LOUISVILLE, Ky. (WDRB) -- This isn't a schedule. It's a stress test.

After getting slapped with a No. 8 seed in last year's NCAA Tournament — a number that looked more like a slight than a seed — Louisville's second-year coach grabbed the schedule by the throat.

Kentucky. Tennessee. Indiana. Memphis. Baylor. Arkansas. Cincinnati.

Not to mention Duke twice, and the whole ACC gang.

This isn't a schedule. It's a subpoena.

"You can't sharpen your teeth eating oatmeal," Kelsey said Wednesday. "Whether it ends up being the best strategy in the world, I don't know. But that's what we decided. Bring it."

Easy, coach. I'm supposed to be the one writing the fancy one-liners.

But there's a method to the madness. Kelsey consulted with scheduling gurus. He listened during ACC coaches' meetings. He talked to Bubba Cunningham, chair of the NCAA Tournament selection committee.

"He told me, they're human beings in a room," Kelsey said. "They're all going to decide what they're going to decide. That person might like the KenPom metric, that guy might like the NET. That guy might just do the eye test. They're human beings — and they're not held to a structured standard of selection."

So what do you do?

There's no easy answer to that now — any more than there was last March. But Kelsey made a decision: err on the side of boldness. Stack the deck with high-level opponents. Leave no doubt that Louisville will go looking for the fight.

"What I do want to do is make sure that when we get there, and the selection committee is looking at us, they know one thing," he said. "Louisville didn't duck the smoke."

In fact, the smoke begins even before the regular season starts. Kansas will be the Cardinals' exhibition opener in the KFC Yum! Center.

"Pretty cool, isn't it?" Kelsey said. "It's pretty cool. I mean, it's an exhibition game. It doesn't count on your record or anything like that. But as I mentioned, this is one of the best sports towns in the country. … Does that get you pretty fired up -- an October game against Kansas at the Yum! What I'm hoping for is about 20,000 people."

It's a far cry from where Louisville opened last season, in the Bahamas.

"One of the guys that took my bags at the hotel was in the starting lineup with the team we played that evening," Kelsey said. "So I'd like to think coach Bill Self's team, the Kansas Jayhawks, are going to be a little bit better test early and get us ready."

At least he won't have to give Self a tip.

Shortly after that game, Kentucky will visit the KFC Yum!

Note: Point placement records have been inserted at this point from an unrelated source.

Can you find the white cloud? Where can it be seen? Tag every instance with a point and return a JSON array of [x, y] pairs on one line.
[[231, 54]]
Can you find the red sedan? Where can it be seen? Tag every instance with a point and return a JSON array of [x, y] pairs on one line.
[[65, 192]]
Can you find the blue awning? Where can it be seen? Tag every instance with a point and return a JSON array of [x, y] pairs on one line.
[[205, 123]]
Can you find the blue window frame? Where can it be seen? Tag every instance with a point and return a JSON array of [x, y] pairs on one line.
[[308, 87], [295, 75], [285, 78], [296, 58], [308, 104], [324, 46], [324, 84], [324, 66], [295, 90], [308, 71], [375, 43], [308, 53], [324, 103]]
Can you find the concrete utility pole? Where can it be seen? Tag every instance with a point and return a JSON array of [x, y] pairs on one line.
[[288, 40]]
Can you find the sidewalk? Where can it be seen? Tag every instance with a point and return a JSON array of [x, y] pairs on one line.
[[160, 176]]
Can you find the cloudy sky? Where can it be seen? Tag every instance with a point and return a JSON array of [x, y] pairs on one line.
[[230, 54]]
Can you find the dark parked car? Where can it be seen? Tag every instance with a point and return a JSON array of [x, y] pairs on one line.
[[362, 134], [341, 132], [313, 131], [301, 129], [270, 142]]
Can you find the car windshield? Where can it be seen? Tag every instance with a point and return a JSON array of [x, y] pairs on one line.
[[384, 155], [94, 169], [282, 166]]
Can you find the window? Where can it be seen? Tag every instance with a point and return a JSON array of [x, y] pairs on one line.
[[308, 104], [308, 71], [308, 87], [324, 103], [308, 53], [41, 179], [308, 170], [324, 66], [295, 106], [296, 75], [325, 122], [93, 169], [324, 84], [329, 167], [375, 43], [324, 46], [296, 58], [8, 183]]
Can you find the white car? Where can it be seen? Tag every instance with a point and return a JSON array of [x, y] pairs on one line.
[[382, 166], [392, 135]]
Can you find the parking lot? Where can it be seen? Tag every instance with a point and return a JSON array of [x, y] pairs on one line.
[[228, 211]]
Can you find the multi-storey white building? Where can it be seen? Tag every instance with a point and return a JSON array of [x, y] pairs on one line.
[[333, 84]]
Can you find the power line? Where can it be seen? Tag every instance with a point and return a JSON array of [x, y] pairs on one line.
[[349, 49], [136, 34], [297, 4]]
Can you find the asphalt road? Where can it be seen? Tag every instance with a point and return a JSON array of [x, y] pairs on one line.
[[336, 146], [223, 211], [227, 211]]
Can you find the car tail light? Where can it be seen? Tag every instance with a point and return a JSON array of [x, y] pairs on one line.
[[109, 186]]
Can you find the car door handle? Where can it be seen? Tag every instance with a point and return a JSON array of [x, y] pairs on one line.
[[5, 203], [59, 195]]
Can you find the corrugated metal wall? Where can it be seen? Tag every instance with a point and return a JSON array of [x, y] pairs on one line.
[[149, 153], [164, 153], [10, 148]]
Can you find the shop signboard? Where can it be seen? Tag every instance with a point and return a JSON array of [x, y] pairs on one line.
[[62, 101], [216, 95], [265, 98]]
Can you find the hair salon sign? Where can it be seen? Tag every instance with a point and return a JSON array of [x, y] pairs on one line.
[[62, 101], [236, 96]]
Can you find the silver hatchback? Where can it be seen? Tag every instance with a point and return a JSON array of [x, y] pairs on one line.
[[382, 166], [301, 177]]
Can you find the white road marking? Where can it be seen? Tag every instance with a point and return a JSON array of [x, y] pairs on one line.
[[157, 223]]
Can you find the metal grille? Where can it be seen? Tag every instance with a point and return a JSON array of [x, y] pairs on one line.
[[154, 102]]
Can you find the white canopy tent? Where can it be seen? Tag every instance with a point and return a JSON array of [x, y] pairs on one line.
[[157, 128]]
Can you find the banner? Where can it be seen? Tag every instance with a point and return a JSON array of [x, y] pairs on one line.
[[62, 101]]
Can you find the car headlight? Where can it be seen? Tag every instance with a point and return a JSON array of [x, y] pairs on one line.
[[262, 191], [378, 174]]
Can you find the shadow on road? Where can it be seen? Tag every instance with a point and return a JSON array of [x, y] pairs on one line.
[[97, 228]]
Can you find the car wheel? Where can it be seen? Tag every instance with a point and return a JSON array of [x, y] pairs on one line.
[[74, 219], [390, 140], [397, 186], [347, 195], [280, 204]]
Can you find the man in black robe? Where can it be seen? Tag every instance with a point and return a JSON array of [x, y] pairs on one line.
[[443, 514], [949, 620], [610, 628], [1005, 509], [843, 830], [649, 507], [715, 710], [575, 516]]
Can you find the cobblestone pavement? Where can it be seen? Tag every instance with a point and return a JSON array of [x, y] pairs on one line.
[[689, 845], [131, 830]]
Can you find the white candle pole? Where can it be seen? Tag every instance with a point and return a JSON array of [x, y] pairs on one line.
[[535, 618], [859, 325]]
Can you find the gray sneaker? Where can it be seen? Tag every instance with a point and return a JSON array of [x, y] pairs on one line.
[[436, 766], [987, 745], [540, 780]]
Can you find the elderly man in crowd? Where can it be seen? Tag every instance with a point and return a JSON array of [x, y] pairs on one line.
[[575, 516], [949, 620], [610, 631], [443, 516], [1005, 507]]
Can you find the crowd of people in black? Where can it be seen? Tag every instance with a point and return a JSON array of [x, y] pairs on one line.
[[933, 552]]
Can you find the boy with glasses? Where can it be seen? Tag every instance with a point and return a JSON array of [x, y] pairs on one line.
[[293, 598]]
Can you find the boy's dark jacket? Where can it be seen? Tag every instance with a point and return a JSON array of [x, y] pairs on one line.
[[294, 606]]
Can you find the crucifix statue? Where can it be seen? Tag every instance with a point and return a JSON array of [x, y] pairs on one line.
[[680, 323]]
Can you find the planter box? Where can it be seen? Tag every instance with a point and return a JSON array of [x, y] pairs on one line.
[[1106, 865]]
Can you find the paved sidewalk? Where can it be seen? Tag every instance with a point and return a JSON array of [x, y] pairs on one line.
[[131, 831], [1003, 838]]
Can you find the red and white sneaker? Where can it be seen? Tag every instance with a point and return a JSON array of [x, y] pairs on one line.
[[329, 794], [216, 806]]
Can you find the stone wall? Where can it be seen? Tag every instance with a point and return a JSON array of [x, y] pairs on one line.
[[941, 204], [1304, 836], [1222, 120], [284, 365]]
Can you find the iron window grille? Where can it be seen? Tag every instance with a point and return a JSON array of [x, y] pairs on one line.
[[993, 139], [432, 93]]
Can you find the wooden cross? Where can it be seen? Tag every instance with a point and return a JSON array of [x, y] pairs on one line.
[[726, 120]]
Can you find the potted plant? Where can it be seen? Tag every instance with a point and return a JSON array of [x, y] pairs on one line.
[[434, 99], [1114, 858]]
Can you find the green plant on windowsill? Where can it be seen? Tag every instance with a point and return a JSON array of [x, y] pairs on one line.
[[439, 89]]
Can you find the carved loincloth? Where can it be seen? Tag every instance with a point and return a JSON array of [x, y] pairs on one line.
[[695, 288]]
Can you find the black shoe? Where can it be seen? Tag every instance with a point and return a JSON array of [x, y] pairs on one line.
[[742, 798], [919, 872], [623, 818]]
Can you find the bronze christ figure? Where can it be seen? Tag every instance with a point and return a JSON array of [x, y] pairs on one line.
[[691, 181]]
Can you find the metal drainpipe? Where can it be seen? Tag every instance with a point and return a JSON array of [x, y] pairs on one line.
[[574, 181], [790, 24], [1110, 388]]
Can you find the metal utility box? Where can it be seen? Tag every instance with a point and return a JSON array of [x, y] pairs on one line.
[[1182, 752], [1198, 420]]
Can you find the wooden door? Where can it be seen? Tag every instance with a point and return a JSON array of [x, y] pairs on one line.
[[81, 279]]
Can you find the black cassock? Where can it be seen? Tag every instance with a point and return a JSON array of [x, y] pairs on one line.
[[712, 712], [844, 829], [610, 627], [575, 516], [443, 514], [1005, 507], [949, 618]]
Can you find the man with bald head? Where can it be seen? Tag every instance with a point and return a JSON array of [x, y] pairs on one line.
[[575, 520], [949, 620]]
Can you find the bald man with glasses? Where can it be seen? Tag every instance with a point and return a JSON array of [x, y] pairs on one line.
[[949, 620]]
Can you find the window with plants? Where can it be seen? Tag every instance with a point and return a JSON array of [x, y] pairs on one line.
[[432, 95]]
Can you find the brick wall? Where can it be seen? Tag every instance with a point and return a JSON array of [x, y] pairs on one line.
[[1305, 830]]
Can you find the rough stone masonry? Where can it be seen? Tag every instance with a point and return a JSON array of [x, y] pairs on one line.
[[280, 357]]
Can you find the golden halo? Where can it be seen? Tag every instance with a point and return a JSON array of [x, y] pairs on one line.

Center in the first huge Year 2 test for Kelsey and his team. It just worked out, because of the games the program had scheduled, that the rivalry wound up in that spot, its earliest-ever meeting.

Win that, and the smoke Kelsey keeps talking about likely will turn to fire. At least until the next big matchup.

Kelsey knows the road he's laid out. There are no guarantees, and few easy stretches to pad the margins – especially if the ACC is improved overall. There are no soft landings.

But there's a scoreboard, and a committee room, and somewhere in between, a shot to prove Louisville belongs on a higher line.

The smoke is coming either way. Might as well light the match yourself.